The song was a chart buster, as the Hassan siblings captivated listeners not just across the subcontinent but across countries like Brazil, Russia and South Africa.
There were film offers which were turned down; between school and making music, the teens had precious little time for anything else. At the time of no social media, constant updates and Instagram posts, the teens still managed to become household names, as Disco Deewane became a pop anthem.
Who would have thought, years later, the song would be recreated for Student of the Year, with a generation that had no recollection of the girl who recorded it?! Nazia and Zoheb’s third album Young Tarang, was the first album in Pakistan to feature music videos. What struck one was the camaraderie between brother and sister! Zoheb recounts that his sister was a philanthropist, donating all royalty from her music directly to charity.
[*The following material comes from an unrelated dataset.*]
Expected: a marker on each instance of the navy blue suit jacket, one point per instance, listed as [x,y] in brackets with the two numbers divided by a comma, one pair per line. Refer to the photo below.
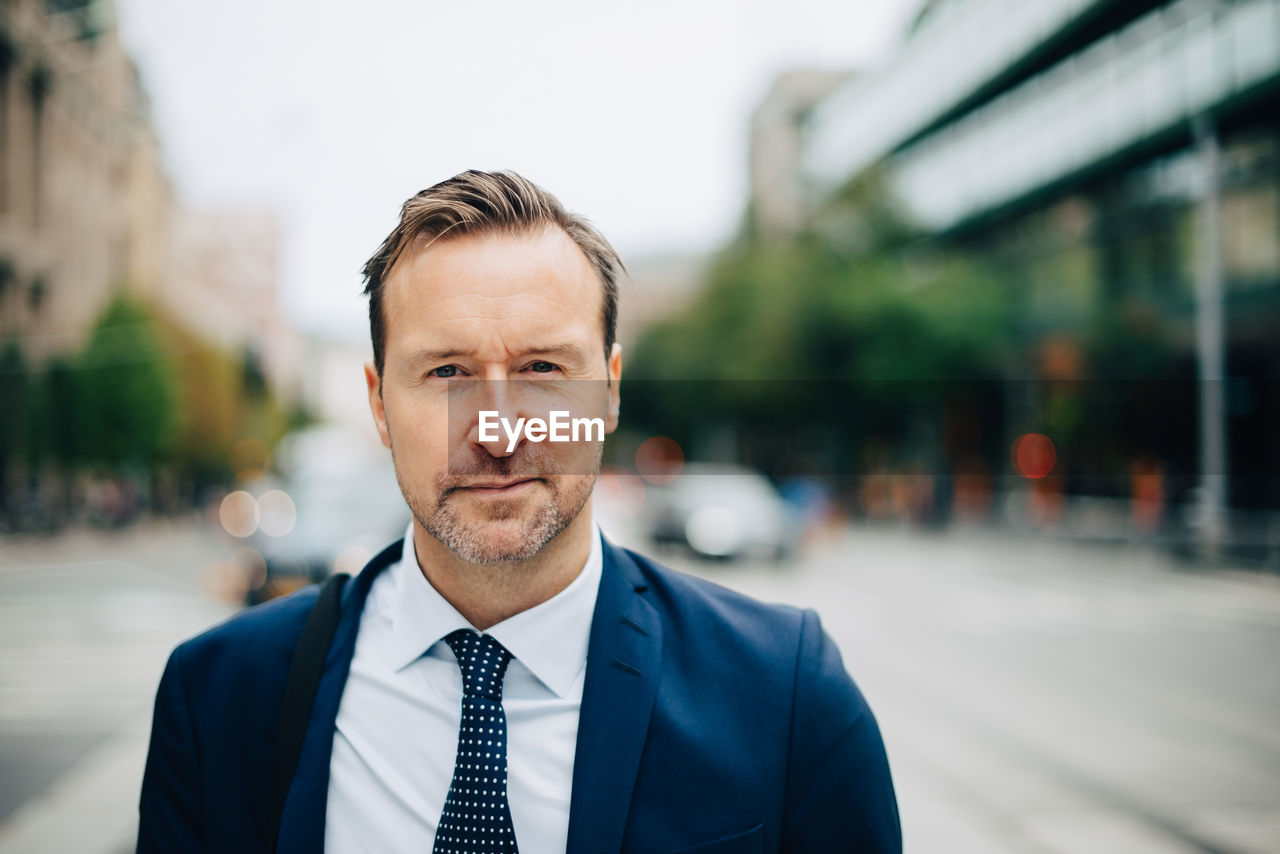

Having sold more than 60 million records world wide, Nazia Hassan was the ‘Golden Girl’ of the Asian Pop Scene.
Just to make a slight detour from her music, Nazia’s unassuming fashion style from the 80’s are quite the runway hits of today. The dungarees to the jumpsuits, the oversized varsity jacket, the belt strapped around her midi dresses, or the leather jackets and the button-down shirts, she was the poster girl of cool.
After cutting five albums with Zoheb, she retired from music in 1991 to focus on her charitable work. A lawyer and political analyst by profession, she devoted her time to work for women and children in distress.
However life had other plans, Nazia was diagnosed with lung cancer in 1995 – the same year she was married to businessman Mirza Ishtiaq Baig. Though two years later she became a mother, her marriage was turbulent – a truth she hid from her family .
A unhappy marriage and declining health, Nazia was granted a divorce from her husband in August 2000. Ten days later on August 13 she succumbed to cancer – she was all of 35.
Her brother, speaking to a news daily, said “Nazia died an unhappy person, and she died in pain.” Adding that his sister was a role model who was not only super talented and successful but a good human being. Sadly, life gave up on her too soon. Though it’s been 19 years, the timeless Nazia Hassan lives on through her music.